Landlocked spins a modern take on the found-footage phenomenon. Paul Owens wrote, directed, and produced this science-fiction dramatic horror film that includes his actual family members and home movies. Starring Mason Owens, Jeffrey Owens, and Seth Owens, the film investigates the difference—and similarities—between past and present with a daunting touch of familial mystery.
After his father's death, Mason returns to his childhood home a week before it’s scheduled to be demolished. He finds a small closet with an old VHS camera and discovers that it can see the past. In a mesmerizing hurry, Mason sets out to record as many memories as possible. Soon, his history begins blurring with his present, and it becomes challenging to tell the difference.
Paul Owens has done something awe-inspiring with this film. With a cast of only family members, and Mason Owens occupying most of the screen time, it tells a dramatic story with very little dialogue. The tension rises so gradually that it’s barely noticeable, with the film emitting deeply unsettling suspense in moments of stillness. He employs a handheld and still camera technique for the present and switches to the old VHS tapes for the past. As the story progresses, the two mesh unnervingly and leave the audience anxiously waiting for something to happen.
Nature plays an enormous role in both the cinematography and story. Present-day footage reveals an overgrown lawn swallowing everything into the brush. The VHS tape displays nicely cut grass adorned by a playhouse and children's toys with an air of buoyancy. The house, overflowing with happy voices and shrill laughter in the past, bleeds silence as Mason treads through it and disturbs its long-settled dust in the present, and insects slowly take over the grimy windows and doorframes. These seemingly mundane concepts, like overgrown brush, insects, and dust, convey a powerful message about nature's unforgiving and ever-expanding persona. In a state of grief, Mason discovers that while the VHS tape remembers his happy childhood, nature has long since moved on.
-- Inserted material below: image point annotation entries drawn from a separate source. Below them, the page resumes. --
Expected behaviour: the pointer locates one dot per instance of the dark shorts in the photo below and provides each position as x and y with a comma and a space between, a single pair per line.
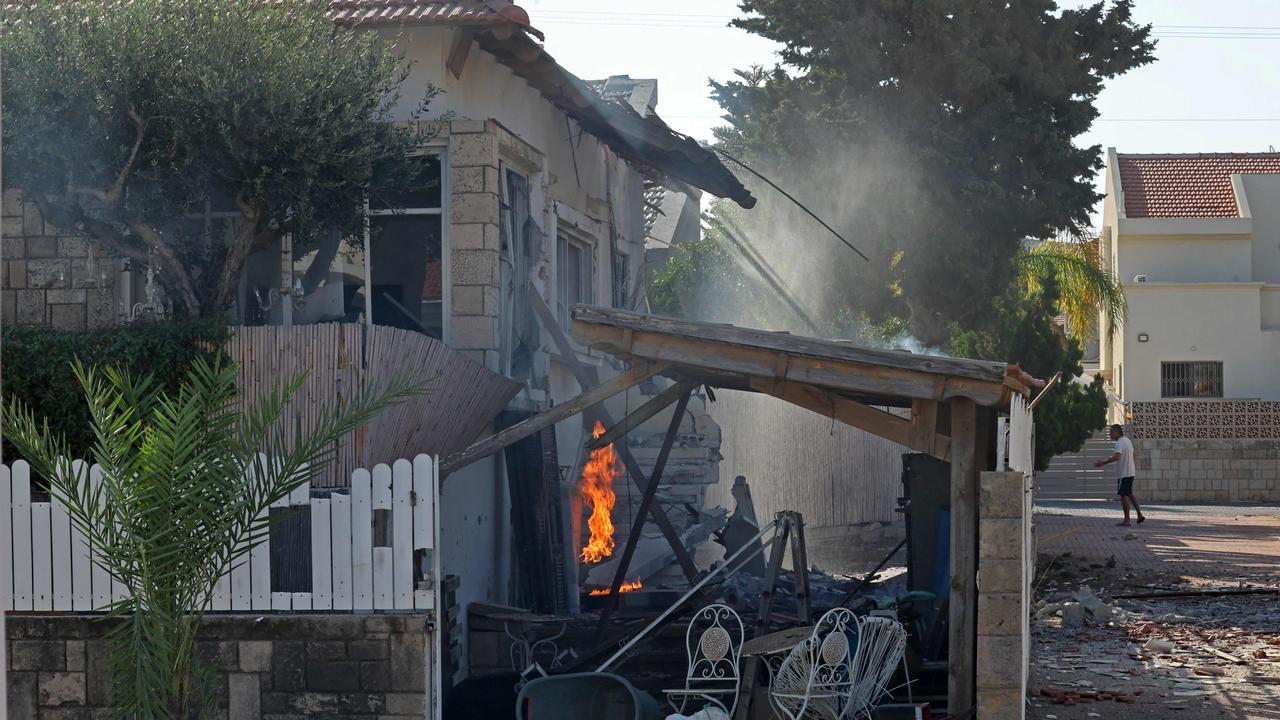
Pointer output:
1124, 487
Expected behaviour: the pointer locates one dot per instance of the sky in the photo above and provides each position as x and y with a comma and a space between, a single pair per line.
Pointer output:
1214, 87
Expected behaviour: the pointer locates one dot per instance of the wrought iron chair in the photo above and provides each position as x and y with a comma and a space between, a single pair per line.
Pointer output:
714, 645
881, 647
816, 679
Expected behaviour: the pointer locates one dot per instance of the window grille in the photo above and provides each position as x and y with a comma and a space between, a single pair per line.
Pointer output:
1191, 379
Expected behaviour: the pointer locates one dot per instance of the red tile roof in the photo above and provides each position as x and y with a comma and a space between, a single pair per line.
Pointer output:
1188, 186
429, 12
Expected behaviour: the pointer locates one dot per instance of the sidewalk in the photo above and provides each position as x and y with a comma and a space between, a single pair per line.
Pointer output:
1208, 542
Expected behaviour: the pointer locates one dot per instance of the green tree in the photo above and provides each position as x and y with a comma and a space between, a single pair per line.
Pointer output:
1023, 332
124, 118
935, 135
187, 478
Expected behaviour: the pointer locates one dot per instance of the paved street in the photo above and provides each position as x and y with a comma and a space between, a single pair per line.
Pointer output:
1206, 542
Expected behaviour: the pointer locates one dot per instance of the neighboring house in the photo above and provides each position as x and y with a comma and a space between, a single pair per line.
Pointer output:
1196, 242
543, 183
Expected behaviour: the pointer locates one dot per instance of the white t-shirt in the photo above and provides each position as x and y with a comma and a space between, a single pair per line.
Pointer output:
1124, 466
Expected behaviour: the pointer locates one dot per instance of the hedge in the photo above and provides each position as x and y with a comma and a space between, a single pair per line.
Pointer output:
37, 365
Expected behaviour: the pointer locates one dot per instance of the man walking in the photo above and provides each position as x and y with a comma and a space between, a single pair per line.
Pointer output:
1123, 458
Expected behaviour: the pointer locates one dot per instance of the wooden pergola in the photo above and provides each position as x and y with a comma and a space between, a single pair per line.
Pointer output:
951, 413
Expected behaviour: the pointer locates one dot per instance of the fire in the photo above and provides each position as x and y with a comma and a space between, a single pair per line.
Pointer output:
626, 587
598, 490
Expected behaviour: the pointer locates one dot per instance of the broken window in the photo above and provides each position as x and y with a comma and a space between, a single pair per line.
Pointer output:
1191, 379
519, 241
574, 276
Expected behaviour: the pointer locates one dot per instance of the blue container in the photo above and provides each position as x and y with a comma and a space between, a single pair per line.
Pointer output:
585, 696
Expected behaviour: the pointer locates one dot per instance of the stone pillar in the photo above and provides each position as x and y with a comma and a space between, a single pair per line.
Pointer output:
474, 213
1004, 596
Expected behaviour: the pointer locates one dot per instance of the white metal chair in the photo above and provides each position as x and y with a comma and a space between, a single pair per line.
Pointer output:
714, 645
881, 647
816, 679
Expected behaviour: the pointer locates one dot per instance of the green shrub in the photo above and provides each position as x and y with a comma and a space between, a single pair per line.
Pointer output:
37, 365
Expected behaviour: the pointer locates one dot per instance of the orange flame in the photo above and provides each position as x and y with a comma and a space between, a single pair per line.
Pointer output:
598, 488
626, 587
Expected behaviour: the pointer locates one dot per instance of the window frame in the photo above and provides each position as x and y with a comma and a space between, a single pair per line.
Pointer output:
1189, 376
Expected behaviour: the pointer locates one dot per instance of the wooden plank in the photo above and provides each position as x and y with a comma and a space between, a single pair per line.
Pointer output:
361, 541
659, 465
650, 408
82, 572
383, 579
589, 397
586, 317
321, 555
101, 579
22, 551
963, 601
41, 557
858, 415
402, 536
339, 514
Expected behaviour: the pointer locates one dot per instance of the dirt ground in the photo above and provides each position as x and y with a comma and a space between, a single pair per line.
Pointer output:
1197, 657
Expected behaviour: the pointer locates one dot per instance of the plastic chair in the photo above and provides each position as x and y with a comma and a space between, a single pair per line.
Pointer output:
713, 643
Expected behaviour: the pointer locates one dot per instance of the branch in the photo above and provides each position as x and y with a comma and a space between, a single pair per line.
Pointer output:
110, 197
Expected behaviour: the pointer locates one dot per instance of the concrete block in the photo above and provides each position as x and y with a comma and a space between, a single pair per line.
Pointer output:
1000, 575
37, 655
255, 656
1000, 495
65, 296
245, 695
16, 273
472, 149
48, 273
1000, 661
474, 208
474, 332
1000, 613
1000, 540
475, 267
67, 317
62, 688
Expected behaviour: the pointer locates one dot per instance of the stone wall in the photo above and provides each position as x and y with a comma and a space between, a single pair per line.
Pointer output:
51, 277
1004, 596
1173, 469
270, 668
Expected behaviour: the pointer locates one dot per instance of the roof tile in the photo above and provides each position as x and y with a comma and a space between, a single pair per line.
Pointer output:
1188, 186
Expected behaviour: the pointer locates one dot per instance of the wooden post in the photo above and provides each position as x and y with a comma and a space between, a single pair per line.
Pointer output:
752, 668
963, 614
800, 563
589, 377
611, 602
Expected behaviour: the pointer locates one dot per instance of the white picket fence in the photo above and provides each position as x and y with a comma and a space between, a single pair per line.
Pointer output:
54, 569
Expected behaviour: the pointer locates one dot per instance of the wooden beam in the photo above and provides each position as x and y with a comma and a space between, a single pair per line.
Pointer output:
839, 374
654, 405
520, 431
659, 465
862, 417
963, 598
588, 377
Mason Owens is similarly impressive in his performance. His facial expressions and body language tell a singular story, shining a light on Mason’s mental state. At times, his performance is mechanical, reflecting his sorrow over his father's death and his bittersweet reaction to the recovered memories. At other times, he seems lighter. The VHS camera allows him to relive his happiest moments. This back and forth escalates as the VHS reveals a more startling and unexplainable past, which Mason greets with a muted curiosity. The performance is what elevates Landlocked from a simple play on the found-footage genre into a genuinely upsetting horror film.
Landlocked finds a refreshingly new way to explore the found-footage phenomenon. It examines grief, nature, and family through a horror lens, leaving behind a dreadful and mysterious feeling. The ending leaves many avenues for interpretation, which fits because the house will ultimately be demolished with the secrets it holds.
Landlocked was screened at the Chattanooga Film Festival on June 23-28, 2022.